The Src and c-Kit kinase inhibitor dasatinib enhances p53-mediated targeting of human acute myeloid leukemia stem cell by chemotherapeutic agents
Menée in vitro et in vivo, cette étude met en évidence des mécanismes par lesquels, en augmentant l'activité de p53, le dasatinib renforce l'efficacité de la daunorubicine dans le traitement des patients atteints d'une leucémie myéloïde aiguë
The SRC Family Kinases (SFKs) and the receptor tyrosine kinase c-Kit, are activated in human acute myeloid leukemia (AML) cells.
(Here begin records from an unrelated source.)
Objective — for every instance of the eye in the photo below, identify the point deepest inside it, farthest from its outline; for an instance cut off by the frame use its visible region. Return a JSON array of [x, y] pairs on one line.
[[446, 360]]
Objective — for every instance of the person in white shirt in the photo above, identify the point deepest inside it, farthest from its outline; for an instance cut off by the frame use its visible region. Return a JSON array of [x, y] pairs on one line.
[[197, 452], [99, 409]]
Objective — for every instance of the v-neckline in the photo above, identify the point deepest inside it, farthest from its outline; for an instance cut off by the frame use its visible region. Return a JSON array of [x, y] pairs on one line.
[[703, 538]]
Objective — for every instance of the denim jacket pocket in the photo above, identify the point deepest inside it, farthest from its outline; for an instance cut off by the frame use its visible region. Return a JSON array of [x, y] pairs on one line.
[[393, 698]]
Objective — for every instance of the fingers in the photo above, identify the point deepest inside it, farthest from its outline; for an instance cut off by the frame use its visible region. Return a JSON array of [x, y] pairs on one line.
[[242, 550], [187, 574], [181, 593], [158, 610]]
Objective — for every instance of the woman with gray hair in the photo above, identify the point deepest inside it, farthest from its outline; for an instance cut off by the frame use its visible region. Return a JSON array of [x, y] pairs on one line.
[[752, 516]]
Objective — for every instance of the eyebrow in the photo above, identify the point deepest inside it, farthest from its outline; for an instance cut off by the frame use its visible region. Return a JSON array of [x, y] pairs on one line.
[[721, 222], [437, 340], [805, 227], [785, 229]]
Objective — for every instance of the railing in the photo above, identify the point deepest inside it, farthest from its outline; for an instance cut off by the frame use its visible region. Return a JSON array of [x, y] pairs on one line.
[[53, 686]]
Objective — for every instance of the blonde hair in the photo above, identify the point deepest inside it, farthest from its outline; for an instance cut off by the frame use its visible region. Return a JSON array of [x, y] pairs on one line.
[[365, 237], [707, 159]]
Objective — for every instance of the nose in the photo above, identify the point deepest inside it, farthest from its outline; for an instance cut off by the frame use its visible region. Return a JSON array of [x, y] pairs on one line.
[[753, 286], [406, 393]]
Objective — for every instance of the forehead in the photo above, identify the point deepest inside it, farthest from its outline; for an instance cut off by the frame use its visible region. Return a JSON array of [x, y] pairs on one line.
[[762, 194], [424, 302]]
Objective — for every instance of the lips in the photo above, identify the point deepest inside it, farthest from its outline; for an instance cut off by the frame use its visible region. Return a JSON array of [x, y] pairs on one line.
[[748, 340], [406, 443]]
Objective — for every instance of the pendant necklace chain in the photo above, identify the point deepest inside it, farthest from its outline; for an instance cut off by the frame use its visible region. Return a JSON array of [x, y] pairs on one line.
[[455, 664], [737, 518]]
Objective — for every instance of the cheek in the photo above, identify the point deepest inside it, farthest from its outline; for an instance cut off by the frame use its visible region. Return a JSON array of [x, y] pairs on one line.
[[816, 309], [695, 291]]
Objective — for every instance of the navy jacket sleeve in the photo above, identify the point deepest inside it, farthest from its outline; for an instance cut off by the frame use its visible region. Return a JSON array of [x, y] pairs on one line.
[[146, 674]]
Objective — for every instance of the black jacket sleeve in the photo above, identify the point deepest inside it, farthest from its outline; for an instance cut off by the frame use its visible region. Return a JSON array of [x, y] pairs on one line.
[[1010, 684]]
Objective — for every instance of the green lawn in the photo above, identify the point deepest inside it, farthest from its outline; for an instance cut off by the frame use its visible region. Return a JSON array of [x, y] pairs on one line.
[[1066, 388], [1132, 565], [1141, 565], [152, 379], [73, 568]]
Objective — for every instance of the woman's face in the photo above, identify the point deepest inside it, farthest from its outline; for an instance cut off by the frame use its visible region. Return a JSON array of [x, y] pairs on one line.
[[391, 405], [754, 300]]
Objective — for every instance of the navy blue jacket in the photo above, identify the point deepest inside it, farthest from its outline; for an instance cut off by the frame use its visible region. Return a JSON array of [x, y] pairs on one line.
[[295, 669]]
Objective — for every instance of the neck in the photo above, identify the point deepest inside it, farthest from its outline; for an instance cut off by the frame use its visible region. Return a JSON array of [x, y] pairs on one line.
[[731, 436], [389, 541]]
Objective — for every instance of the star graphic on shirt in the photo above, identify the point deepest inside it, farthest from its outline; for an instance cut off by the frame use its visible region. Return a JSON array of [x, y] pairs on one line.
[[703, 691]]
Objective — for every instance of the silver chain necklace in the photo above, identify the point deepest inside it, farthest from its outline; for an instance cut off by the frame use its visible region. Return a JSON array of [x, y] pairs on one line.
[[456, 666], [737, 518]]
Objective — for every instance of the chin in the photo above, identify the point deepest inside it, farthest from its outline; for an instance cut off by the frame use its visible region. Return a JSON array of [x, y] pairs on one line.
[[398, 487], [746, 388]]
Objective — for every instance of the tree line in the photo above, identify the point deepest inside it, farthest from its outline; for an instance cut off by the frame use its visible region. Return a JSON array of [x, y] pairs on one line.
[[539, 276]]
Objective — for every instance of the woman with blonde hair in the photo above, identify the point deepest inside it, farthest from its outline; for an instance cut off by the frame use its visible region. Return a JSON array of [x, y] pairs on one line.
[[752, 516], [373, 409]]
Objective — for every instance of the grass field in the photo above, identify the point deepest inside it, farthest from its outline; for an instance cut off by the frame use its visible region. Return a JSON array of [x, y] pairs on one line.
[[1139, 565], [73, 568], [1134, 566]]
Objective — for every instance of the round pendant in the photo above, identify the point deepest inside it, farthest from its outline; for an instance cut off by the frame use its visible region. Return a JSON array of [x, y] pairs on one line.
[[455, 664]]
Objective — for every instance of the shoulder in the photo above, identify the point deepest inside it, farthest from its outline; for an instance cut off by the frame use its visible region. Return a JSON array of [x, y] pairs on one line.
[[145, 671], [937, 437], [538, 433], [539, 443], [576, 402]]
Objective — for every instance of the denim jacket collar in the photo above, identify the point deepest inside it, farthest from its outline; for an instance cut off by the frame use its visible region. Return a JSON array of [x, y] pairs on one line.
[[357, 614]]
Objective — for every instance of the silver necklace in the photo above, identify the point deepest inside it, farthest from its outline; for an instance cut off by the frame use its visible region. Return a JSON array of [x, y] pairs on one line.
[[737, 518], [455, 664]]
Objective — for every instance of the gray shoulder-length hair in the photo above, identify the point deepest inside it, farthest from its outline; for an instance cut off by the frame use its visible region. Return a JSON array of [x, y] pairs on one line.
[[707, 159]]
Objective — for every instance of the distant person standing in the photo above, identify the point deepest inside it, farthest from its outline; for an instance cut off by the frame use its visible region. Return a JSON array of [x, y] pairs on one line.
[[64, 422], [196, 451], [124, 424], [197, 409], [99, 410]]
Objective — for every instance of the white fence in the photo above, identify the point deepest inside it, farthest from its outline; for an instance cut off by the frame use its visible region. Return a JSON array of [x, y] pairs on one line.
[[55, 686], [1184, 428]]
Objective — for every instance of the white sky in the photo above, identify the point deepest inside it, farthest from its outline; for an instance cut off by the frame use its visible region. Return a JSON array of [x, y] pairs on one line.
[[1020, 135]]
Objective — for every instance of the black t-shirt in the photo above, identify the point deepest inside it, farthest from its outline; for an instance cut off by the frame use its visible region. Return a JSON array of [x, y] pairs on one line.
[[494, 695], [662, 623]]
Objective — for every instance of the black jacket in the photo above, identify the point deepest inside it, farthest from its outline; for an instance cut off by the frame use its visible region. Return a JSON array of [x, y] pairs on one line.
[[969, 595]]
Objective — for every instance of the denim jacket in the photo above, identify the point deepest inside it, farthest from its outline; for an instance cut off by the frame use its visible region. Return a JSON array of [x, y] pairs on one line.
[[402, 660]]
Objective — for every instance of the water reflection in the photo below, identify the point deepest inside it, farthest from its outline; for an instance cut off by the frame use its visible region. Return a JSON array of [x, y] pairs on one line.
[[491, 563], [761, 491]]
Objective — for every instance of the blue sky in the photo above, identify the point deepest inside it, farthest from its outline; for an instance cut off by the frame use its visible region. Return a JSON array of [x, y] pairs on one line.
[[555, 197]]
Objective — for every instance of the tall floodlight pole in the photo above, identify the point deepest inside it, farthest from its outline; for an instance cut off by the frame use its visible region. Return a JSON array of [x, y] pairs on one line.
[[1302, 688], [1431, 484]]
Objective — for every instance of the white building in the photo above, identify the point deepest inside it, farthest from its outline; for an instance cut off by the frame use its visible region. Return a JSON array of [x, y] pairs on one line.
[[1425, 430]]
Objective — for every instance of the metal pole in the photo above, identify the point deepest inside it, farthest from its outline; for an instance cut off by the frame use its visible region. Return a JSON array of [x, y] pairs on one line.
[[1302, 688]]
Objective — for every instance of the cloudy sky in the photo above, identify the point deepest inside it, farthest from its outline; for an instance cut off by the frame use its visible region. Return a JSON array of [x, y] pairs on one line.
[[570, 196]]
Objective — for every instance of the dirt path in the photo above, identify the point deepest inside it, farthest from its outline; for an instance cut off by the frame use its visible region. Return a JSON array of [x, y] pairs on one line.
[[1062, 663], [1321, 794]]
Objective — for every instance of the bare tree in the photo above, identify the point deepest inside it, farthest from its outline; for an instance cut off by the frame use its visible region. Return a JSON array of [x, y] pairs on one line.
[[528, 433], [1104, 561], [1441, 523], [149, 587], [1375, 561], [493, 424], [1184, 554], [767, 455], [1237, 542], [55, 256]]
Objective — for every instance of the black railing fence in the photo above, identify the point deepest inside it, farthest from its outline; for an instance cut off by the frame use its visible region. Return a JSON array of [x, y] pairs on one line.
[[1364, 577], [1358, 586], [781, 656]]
We show here that the SFKs LYN, HCK or FGR are overexpressed and activated in AML progenitor cells. Treatment with the SFK and c-KIT inhibitor dasatinib selectively inhibits human AML stem/progenitor cell growth in vitro. Importantly, dasatinib markedly increases the elimination of AML stem cells capable of engrafting immunodeficient mice by chemotherapeutic agents. In vivo dasatinib treatment enhances chemotherapy induced targeting of primary murine AML stem cells capable of regenerating leukemia in secondary recipients. Our studies suggest that enhanced targeting of AML cells by the combination of dasatinib with daunorubicin (DNR) may be related to inhibition of AKT mediated HDM2 phosphorylation, resulting in enhanced p53 activity in AML cells. Combined treatment using dasatinib and chemotherapy provides a novel approach to increase p53 activity and enhance targeting of AML stem cells.